In [40]:
import pandas as pd

# read in

In [41]:
df = pd.read_csv('../../2_Feature_Engineering/export/combined_polly_bretschneider_iwg.csv')
df.head()

Unnamed: 0,raw_text,severity,binary_label
0,ist ekelhaft bei ihren Klos kannst du nur mit...,0.0,False
1,Bevor Sie mit Jud...,1.0,True
2,Und de Amis freut es wenn die Heuschrecken Eur...,0.0,False
3,": Die Krim ist ein heißer Tip, auch zum In...",1.0,True
4,: Es muss in #Deutschland eine politische Kra...,1.0,True


# clean

In [42]:
import sys
sys.path.insert(0, r'..\..\0_common')
from model_helpers import clean_all as ci

In [43]:
df['cleaned_text'] = df['raw_text'].apply(ci)
df.head()

Unnamed: 0,raw_text,severity,binary_label,cleaned_text
0,ist ekelhaft bei ihren Klos kannst du nur mit...,0.0,False,ekelhaft klos kannst gummistiefel gehen stinkt...
1,Bevor Sie mit Jud...,1.0,True,bevor judenstern markiert worden juden ganze ...
2,Und de Amis freut es wenn die Heuschrecken Eur...,0.0,False,de amis freut heuschrecken europa klein wirtsc...
3,": Die Krim ist ein heißer Tip, auch zum In...",1.0,True,krim heißer tip investieren muß bürger landes...
4,: Es muss in #Deutschland eine politische Kra...,1.0,True,deutschland politische kraft geben sozial sch...


In [44]:
df.shape

(9169, 4)

# vectorize

In [45]:
from sklearn.feature_extraction.text import CountVectorizer

In [46]:
vec = CountVectorizer(ngram_range=(3,5), analyzer='char_wb', max_features=100000)

In [47]:
X_features = vec.fit_transform(df['cleaned_text'])

In [48]:
X_features.shape

(9169, 74355)

# initialize model

In [49]:
from sklearn.ensemble import RandomForestClassifier
clf = RandomForestClassifier(n_jobs=-1, n_estimators=200)

# Cross validation

In [50]:
from sklearn.model_selection import cross_validate
scores = cross_validate(clf, X_features, df['binary_label'], cv=5,
                        scoring=('f1', 'roc_auc', 'precision', 'recall'),
                        return_train_score=True)

In [51]:
sorted(scores.keys())

['fit_time',
 'score_time',
 'test_f1',
 'test_precision',
 'test_recall',
 'test_roc_auc',
 'train_f1',
 'train_precision',
 'train_recall',
 'train_roc_auc']

In [52]:
scores_df = pd.DataFrame(scores)
scores_df

Unnamed: 0,fit_time,score_time,test_f1,train_f1,test_roc_auc,train_roc_auc,test_precision,train_precision,test_recall,train_recall
0,11.690349,1.323895,0.908146,1.0,0.971496,1.0,0.906574,1.0,0.909722,1.0
1,11.9251,1.302445,0.928612,1.0,0.978066,1.0,0.916573,1.0,0.940972,1.0
2,11.712773,1.318674,0.915332,1.0,0.973986,1.0,0.904977,1.0,0.925926,1.0
3,11.818397,1.312382,0.936,1.0,0.982119,1.0,0.924379,1.0,0.947917,1.0
4,11.718653,1.314856,0.927355,1.0,0.980811,1.0,0.908788,1.0,0.946698,1.0


In [53]:
# metrics
scores_df[['test_f1', 'test_roc_auc', 'test_precision', 'test_recall']].mean()
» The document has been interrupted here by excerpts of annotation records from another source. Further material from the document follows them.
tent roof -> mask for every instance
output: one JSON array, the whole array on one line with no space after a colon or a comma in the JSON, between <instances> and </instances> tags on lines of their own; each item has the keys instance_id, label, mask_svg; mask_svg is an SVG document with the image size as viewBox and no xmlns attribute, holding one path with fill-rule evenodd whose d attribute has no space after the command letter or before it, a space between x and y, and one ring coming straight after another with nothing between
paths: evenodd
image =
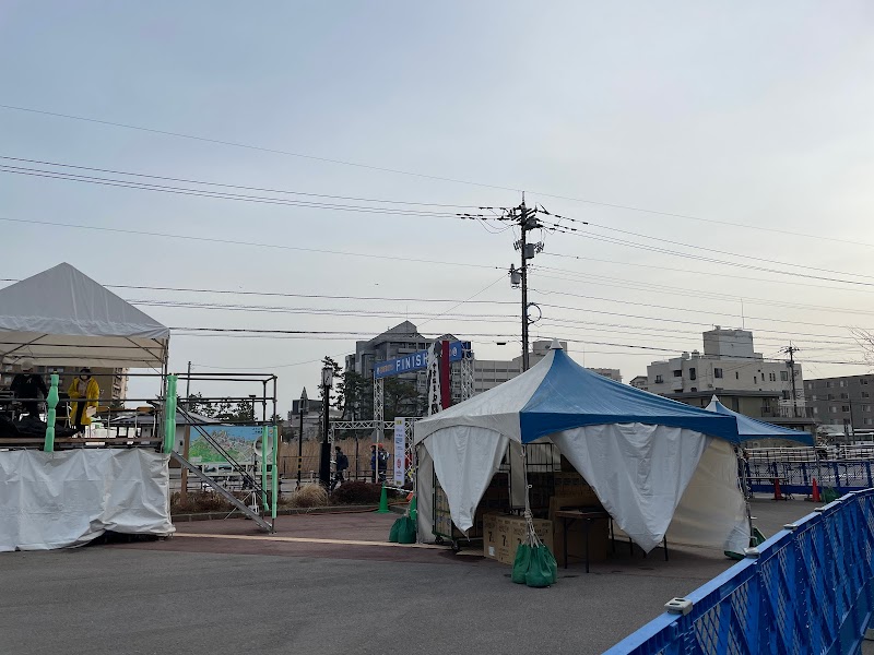
<instances>
[{"instance_id":1,"label":"tent roof","mask_svg":"<svg viewBox=\"0 0 874 655\"><path fill-rule=\"evenodd\" d=\"M156 367L169 330L67 263L0 289L0 356L55 366Z\"/></svg>"},{"instance_id":2,"label":"tent roof","mask_svg":"<svg viewBox=\"0 0 874 655\"><path fill-rule=\"evenodd\" d=\"M737 442L731 417L684 405L599 376L553 346L521 376L415 425L415 440L447 427L479 426L529 443L582 426L641 422Z\"/></svg>"},{"instance_id":3,"label":"tent roof","mask_svg":"<svg viewBox=\"0 0 874 655\"><path fill-rule=\"evenodd\" d=\"M749 441L751 439L789 439L805 445L813 445L813 436L808 432L775 426L763 420L749 418L737 412L732 412L720 403L717 396L713 396L707 409L723 416L733 416L737 421L737 434L741 441Z\"/></svg>"}]
</instances>

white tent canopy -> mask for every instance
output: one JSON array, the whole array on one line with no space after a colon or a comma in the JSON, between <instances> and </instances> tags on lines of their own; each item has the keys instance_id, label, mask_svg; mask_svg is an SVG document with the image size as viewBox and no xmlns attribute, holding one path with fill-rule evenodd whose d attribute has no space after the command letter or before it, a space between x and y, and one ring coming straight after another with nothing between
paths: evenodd
<instances>
[{"instance_id":1,"label":"white tent canopy","mask_svg":"<svg viewBox=\"0 0 874 655\"><path fill-rule=\"evenodd\" d=\"M169 329L67 263L0 289L0 359L161 368Z\"/></svg>"},{"instance_id":2,"label":"white tent canopy","mask_svg":"<svg viewBox=\"0 0 874 655\"><path fill-rule=\"evenodd\" d=\"M513 380L415 424L421 537L432 540L434 474L466 532L508 446L515 469L522 444L552 442L645 550L669 534L742 551L749 528L733 419L614 382L553 348Z\"/></svg>"}]
</instances>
test_f1           0.923089
test_roc_auc      0.977296
test_precision    0.912258
test_recall       0.934247
dtype: float64

---> Random Forest with char n-grams seems to be the best, over all in case of recall

# finally train and export

In [55]:
# split
from sklearn.model_selection import train_test_split
X_train, X_test, y_train, y_test = train_test_split(X_features, df['binary_label'], test_size=0.2, shuffle=True, stratify=df['binary_label'])

In [56]:
# train
clf = RandomForestClassifier(n_jobs=-1, n_estimators=200)
clf.fit(X_train, y_train)

RandomForestClassifier(bootstrap=True, class_weight=None, criterion='gini',
            max_depth=None, max_features='auto', max_leaf_nodes=None,
            min_impurity_decrease=0.0, min_impurity_split=None,
            min_samples_leaf=1, min_samples_split=2,
            min_weight_fraction_leaf=0.0, n_estimators=200, n_jobs=-1,
            oob_score=False, random_state=None, verbose=0,
            warm_start=False)

In [58]:
# metrics
from sklearn.metrics import precision_recall_fscore_support as score
from sklearn.metrics import confusion_matrix

y_pred = clf.predict(X_test)

matrix = confusion_matrix(y_test, y_pred)
precision, recall, fscore, support = score(y_test, y_pred, pos_label=True, average='binary')

In [59]:
# show metrics
print('Recall: {} / Fscore: {} / Precision: {}'.format(round(recall, 3), 
                                                             round(fscore, 3),
                                                             round(precision, 3)))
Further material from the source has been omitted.